Prior to opening her boutique, Chimmi spent a year and a half heading the production and design unit for SABAH, a Bhutan based company that helps home-based women build their weaving capacity to earn a livelihood. Countless Bhutanese women work at home weaving but do not posses the necessary resources to financially support themselves. At her time at SABAH, Chimmi worked with these women to set up their modes of production and implement their designs in a way that would allow them to generate a stable income. But after the birth of her son, she wasn’t able to work a typical 9-5 and decided to take a year off.

“Then I opened up my own boutique,” she explains. However, with a newborn and the challenges typical of starting a new business, it wasn’t always easy sailing for CHIMMI House of Design.

“Convincing the weavers to work with me was hard because they wanted stability and to join a new business is anything but stable. There were no sales for 6 months; we were setting everything up and because most of my products are hand made, it required a lot of resources.”

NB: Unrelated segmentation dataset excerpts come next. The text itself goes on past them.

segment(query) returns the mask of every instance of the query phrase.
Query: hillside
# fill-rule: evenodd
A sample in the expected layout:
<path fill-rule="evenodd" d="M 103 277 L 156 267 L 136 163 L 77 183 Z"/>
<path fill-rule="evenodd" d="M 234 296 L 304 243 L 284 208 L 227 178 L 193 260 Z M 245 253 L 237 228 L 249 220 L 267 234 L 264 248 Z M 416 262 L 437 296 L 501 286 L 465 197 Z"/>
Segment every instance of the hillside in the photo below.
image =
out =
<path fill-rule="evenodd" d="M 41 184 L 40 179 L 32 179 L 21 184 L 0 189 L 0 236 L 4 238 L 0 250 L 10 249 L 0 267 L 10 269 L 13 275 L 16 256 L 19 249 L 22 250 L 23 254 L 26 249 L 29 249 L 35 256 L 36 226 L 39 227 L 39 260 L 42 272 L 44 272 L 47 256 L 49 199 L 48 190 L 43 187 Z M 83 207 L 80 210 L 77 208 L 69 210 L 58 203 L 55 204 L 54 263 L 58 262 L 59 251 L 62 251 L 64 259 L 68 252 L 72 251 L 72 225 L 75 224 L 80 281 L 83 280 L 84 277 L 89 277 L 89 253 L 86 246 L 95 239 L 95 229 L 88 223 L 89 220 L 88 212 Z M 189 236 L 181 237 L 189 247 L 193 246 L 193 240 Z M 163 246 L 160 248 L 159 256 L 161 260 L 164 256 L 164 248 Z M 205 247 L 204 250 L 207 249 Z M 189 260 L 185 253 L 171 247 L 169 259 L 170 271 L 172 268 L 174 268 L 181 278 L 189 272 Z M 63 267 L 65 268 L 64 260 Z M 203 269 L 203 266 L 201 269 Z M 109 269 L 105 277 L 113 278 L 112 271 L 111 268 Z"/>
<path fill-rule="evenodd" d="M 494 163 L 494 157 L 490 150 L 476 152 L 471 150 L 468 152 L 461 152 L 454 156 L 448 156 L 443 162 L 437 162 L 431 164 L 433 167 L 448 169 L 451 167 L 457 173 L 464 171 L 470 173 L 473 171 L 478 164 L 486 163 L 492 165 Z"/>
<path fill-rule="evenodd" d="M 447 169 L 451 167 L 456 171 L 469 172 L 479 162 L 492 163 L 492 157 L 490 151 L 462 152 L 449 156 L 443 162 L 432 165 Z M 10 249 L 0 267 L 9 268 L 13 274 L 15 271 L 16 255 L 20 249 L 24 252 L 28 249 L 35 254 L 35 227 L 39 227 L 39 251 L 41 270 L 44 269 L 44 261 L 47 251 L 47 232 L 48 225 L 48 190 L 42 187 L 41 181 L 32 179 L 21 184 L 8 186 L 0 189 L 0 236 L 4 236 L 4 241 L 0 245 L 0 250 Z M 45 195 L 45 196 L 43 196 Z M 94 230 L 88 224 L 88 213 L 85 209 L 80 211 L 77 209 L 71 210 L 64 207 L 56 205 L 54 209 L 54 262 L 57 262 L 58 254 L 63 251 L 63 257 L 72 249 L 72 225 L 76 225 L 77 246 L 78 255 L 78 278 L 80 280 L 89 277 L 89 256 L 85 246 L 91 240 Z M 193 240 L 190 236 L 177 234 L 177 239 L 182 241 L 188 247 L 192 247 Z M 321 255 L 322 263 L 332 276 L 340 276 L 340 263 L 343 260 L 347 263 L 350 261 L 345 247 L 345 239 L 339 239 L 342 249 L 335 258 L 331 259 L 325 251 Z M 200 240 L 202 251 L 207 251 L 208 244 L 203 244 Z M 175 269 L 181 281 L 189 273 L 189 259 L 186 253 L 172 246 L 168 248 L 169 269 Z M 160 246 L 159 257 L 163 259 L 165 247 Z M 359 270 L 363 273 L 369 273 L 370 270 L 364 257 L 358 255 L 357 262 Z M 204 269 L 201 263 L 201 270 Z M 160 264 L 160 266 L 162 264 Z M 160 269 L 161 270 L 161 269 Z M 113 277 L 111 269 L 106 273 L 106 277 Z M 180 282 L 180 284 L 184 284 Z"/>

Today, sales are picking up and people are slowly but surely responding to Chimmi’s work. This past fall, Nathalie Kelley, an actress best known for her role in Fast and the Furious: Tokyo Drift, modeled Chimmi’s designs for MyBhutan, FaceHunter and the only local women’s magazine in Bhutan, Yeewong Magazine. But, with a smile and laugh, Chimmi says, “for now, we are still running on a lot of hope but not much cash.”

Chimmi employs three weavers and the rest work on a project by project basis in her studio in the capital city of Thimphu. “Most women, weave at home, so you find them through word of mouth. If anyone is interested, we give them an easy sample to see how good they are, then if they pass, we train them.”

With CHIMMI House of Design’s very first fashion show was scheduled for June 3rd 2016 and presented a coming out into society of sorts for Chimmi. Fashion is still an emerging field in Bhutan. The traditional attire, still worn in most buildings and during ceremonies, is a kira for women and a gho for men. While most kiras and ghos are passed down from generation to generation, they can be bought in town at a few select stores. CHIMMI House of Design is the only to sell kiras and ghos alongside Bhutanese inspired western apparel. What’s more, Chimmi’s designs are almost all made by hand with Bhutanese fabrics imported from the surrounding districts.

Although Chimmi could not pinpoint her style, because she is “still looking,” she is drawn to minimalistic designs, that are polished; similar to one of her main inspirations, the Olsen Twin’s ROW collection. What she does know is that she wants to focus on quality, the fabric used and making the designs comfortable.

2017

THE HAGUE, NETHERLANDS: The Dutch design agency, Trapped in Suburbia’s ‘Flags of Peace Project’ aimed to gather a flag design from every nation in the world.

The Peace Flag for Bhutan was designed by CHIMMI.